介護福祉においては、障害を持った方あるいはその家族がより内発的な力を持ち、自らの生活を自らコントロールできること、または自立する力を得ること。当事者にとっては専門職にやってもらうのではなく、あくまでも自分自身が知識や技術をもち、自分で問題解決する能力をもつということが強調される。専門職はサービス利用者のパートナーとして働くことが強調され、サービス利用者は保護され指導される対象ではなく、自分の人生についての「専門家」であるという理念に立つ。
エンパワメントの原則は、以下の8原則。
*「目標を当事者が選択する」
*「主導権と決定権を当事者が持つ」
*「問題点と解決策を当事者が考える」
*「新たな学びと、より力をつける機会として当事者が失敗や成功を分析する」
*「行動変容のために内的な強化因子を当事者と専門職の両者で発見し、それを増強する」
*「問題解決の過程に当事者の参加を促し、個人の責任を高める」
*「問題解決の過程を支えるネットワークと資源を充実させる」
*「当事者のウェルビーイングに対する意欲を高める」
(ウェルビーイング=個人の権利や自己実現が保障され、身体的、精神的、社会的に良好な状態にあることを意味する概念)

別項



・青い芝の会

「青い芝の会」とは、脳性まひの方の交流や生活訓練、社会への問題提起などを目的として作られ、過激な主張と社会運動で有名な団体である。
60年代~70年代にかけて介護を苦にした親が障害のあるわが子を絞殺した事件が起こり、それに対して世間は減刑や無罪放免を求めたが、逆に罪を罪として裁くよう求めたことで注目されるようになった。その主張としては、介護疲れなどを理由に減刑や無罪放免が認められるのならば、自分たちが介護者などに殺されても当然であるかのように受け止められかねないためである。
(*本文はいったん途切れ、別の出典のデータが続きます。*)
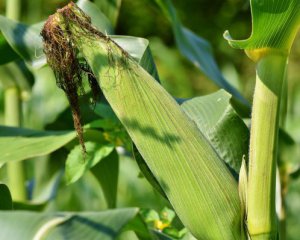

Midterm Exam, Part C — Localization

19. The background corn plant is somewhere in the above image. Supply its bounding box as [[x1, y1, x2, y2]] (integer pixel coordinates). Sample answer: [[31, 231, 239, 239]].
[[0, 1, 299, 239]]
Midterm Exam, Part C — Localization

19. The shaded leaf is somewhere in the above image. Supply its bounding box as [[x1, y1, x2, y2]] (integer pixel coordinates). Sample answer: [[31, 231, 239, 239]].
[[224, 0, 300, 54], [76, 0, 113, 34], [65, 142, 114, 184], [0, 208, 138, 240], [0, 16, 46, 67], [181, 90, 249, 174], [0, 183, 13, 210], [156, 0, 249, 107], [62, 6, 241, 239], [0, 126, 76, 164], [0, 32, 20, 65], [132, 144, 167, 198], [94, 0, 122, 26], [91, 151, 119, 208]]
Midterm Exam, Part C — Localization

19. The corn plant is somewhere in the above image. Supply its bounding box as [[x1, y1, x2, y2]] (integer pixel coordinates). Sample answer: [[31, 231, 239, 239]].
[[0, 0, 300, 240]]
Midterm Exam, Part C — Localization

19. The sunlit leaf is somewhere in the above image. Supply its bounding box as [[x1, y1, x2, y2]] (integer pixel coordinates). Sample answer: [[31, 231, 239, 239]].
[[224, 0, 300, 60], [0, 208, 138, 240], [181, 90, 249, 174], [94, 0, 122, 26], [0, 32, 20, 65], [155, 0, 248, 105]]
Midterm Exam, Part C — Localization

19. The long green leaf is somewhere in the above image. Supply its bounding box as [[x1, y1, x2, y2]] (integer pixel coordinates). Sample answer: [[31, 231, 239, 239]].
[[224, 0, 300, 54], [0, 183, 13, 210], [66, 142, 114, 184], [94, 0, 122, 26], [0, 32, 19, 65], [155, 0, 248, 105], [181, 90, 249, 174], [0, 208, 138, 240], [91, 151, 119, 208], [0, 126, 76, 164], [48, 5, 243, 239]]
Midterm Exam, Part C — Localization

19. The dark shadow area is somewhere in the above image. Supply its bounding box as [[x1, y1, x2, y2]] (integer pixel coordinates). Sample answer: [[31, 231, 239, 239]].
[[121, 117, 180, 148]]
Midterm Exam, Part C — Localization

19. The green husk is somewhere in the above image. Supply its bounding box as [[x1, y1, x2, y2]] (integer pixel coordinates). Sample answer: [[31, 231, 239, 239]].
[[42, 3, 244, 239]]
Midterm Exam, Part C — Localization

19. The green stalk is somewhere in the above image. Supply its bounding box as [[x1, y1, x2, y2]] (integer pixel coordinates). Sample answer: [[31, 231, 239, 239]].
[[6, 0, 21, 20], [4, 87, 26, 201], [4, 0, 26, 201], [247, 50, 287, 240]]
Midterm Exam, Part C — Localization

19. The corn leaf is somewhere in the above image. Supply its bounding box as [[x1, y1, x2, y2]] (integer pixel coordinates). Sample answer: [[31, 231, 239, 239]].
[[0, 208, 138, 240], [181, 90, 249, 174], [66, 142, 114, 184], [0, 183, 13, 210], [0, 126, 76, 164], [55, 7, 242, 239], [0, 32, 19, 65], [224, 0, 300, 54], [91, 150, 119, 208], [155, 0, 249, 105], [94, 0, 122, 26]]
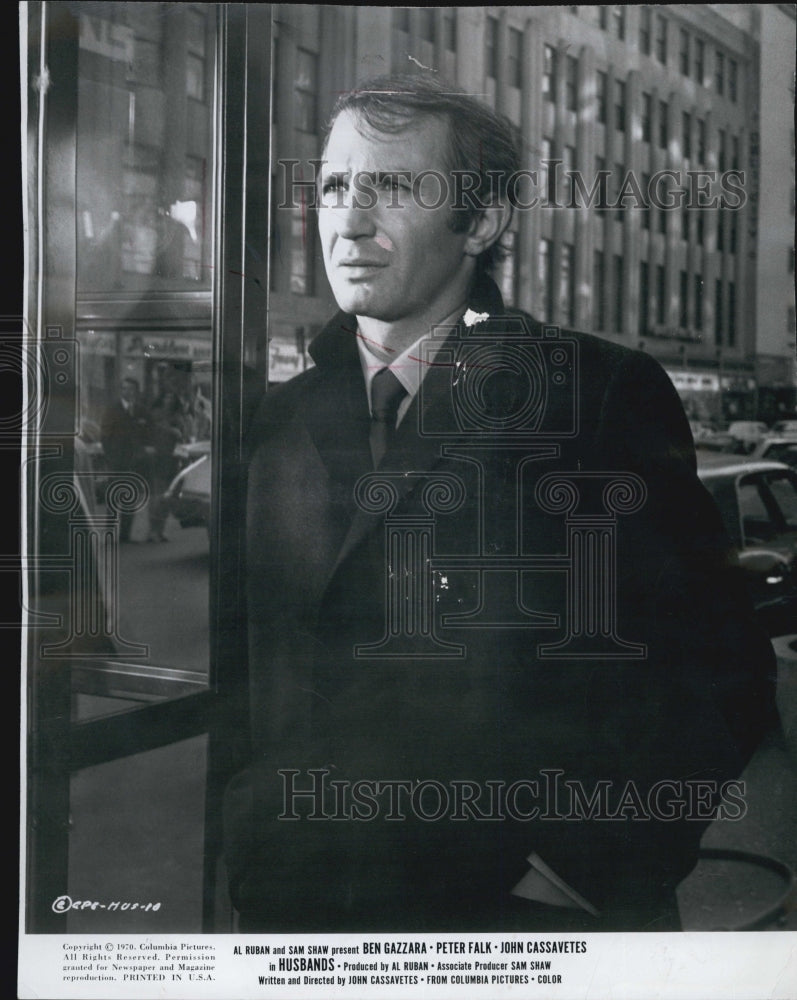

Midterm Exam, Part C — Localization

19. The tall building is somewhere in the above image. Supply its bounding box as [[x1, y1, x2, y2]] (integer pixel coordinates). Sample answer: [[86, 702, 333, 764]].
[[271, 5, 794, 419]]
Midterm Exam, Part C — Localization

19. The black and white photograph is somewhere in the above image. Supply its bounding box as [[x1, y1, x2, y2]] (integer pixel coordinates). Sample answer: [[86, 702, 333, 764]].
[[15, 0, 797, 1000]]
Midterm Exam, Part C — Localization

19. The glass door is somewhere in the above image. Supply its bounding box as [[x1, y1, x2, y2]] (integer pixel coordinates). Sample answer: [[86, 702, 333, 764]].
[[23, 2, 271, 932]]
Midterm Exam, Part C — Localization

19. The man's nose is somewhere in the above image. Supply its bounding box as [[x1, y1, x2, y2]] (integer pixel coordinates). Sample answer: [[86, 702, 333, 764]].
[[332, 188, 376, 240]]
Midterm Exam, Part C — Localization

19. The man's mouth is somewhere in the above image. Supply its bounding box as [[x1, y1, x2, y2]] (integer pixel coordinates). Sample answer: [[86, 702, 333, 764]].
[[338, 257, 387, 268]]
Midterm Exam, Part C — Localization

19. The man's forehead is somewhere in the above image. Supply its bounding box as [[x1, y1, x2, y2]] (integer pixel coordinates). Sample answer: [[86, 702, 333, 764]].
[[324, 110, 448, 170]]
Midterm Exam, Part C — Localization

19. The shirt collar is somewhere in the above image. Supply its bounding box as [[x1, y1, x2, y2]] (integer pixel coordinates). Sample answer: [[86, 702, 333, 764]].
[[357, 306, 465, 424]]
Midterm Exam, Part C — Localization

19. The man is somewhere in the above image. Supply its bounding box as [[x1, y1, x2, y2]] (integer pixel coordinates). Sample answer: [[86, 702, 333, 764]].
[[100, 378, 149, 542], [226, 77, 773, 931]]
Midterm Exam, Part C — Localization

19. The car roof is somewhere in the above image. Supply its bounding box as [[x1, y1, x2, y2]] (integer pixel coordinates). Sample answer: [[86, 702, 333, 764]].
[[697, 452, 793, 479]]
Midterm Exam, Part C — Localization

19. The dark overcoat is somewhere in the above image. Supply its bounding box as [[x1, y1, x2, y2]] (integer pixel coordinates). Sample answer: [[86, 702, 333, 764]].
[[225, 281, 774, 931]]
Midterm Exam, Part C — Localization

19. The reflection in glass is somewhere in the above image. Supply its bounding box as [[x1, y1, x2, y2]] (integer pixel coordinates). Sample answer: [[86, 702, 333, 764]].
[[72, 3, 215, 718], [78, 3, 213, 292]]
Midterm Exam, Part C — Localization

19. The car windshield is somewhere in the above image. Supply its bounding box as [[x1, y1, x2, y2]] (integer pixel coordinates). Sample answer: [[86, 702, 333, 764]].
[[767, 472, 797, 529]]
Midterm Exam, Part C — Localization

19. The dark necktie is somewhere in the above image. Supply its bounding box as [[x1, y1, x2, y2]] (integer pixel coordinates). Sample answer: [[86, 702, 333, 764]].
[[370, 368, 407, 469]]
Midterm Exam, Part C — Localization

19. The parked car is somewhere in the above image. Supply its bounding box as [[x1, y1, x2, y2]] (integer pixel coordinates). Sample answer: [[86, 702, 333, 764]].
[[772, 420, 797, 439], [698, 453, 797, 636], [728, 420, 769, 452], [750, 437, 797, 469], [694, 431, 746, 455], [164, 452, 213, 530], [689, 420, 716, 444]]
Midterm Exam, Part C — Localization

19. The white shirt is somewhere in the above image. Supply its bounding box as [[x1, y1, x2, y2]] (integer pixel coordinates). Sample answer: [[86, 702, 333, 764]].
[[357, 306, 465, 427]]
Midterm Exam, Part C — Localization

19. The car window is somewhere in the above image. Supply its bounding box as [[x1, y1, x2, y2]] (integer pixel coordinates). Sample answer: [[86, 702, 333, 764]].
[[739, 476, 779, 545], [767, 472, 797, 529]]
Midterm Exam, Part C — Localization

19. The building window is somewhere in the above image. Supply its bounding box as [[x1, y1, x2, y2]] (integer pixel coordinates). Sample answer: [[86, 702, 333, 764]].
[[639, 260, 650, 337], [485, 17, 498, 79], [614, 80, 625, 132], [443, 7, 457, 52], [185, 8, 206, 101], [614, 254, 625, 333], [537, 240, 553, 323], [714, 49, 725, 97], [559, 243, 576, 326], [542, 45, 556, 101], [592, 250, 606, 330], [595, 156, 608, 215], [642, 174, 652, 229], [612, 163, 626, 222], [565, 56, 578, 111], [639, 7, 650, 56], [695, 38, 706, 87], [642, 91, 653, 142], [612, 4, 625, 40], [693, 274, 703, 330], [678, 271, 689, 330], [595, 70, 609, 122], [501, 229, 517, 305], [290, 205, 315, 295], [678, 28, 690, 76], [656, 264, 667, 326], [507, 28, 523, 90], [656, 14, 667, 66], [540, 136, 556, 202], [293, 49, 318, 132]]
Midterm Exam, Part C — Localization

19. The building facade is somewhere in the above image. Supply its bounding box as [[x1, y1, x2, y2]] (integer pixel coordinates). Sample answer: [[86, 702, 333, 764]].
[[270, 5, 794, 420]]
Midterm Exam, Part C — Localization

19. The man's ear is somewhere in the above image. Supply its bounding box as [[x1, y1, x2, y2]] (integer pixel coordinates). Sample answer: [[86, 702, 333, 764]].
[[465, 200, 512, 257]]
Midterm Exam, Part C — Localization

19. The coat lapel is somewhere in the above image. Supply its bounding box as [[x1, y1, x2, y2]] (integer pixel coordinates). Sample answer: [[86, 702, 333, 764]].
[[313, 278, 504, 585]]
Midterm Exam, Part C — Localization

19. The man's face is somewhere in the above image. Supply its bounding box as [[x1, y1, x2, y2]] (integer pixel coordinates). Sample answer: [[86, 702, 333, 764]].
[[319, 111, 474, 328]]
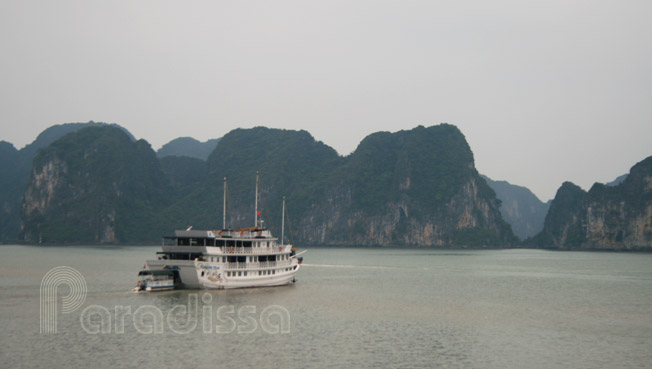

それは障害者にとって生存権の危機であるとして、自分たちは健全者から「本来生まれるべきではない人間」と見られていると認識し、そのような健全者社会に対して「強烈な自己主張」を行うため過激な主張や行動が目立つようになった。1977年には、路線バスでの車いす障害者に対する乗車拒否が相次いだことに対しバスジャック事件を起こした。その結果、公共交通における障害者利用の問題に一石を投じた。


「重度の肢体不自由者の地域生活等に関する講義」のテキストはこれで終わりとなります。
貴重な時間を割き、最後までお読み下さいましてありがとうございました。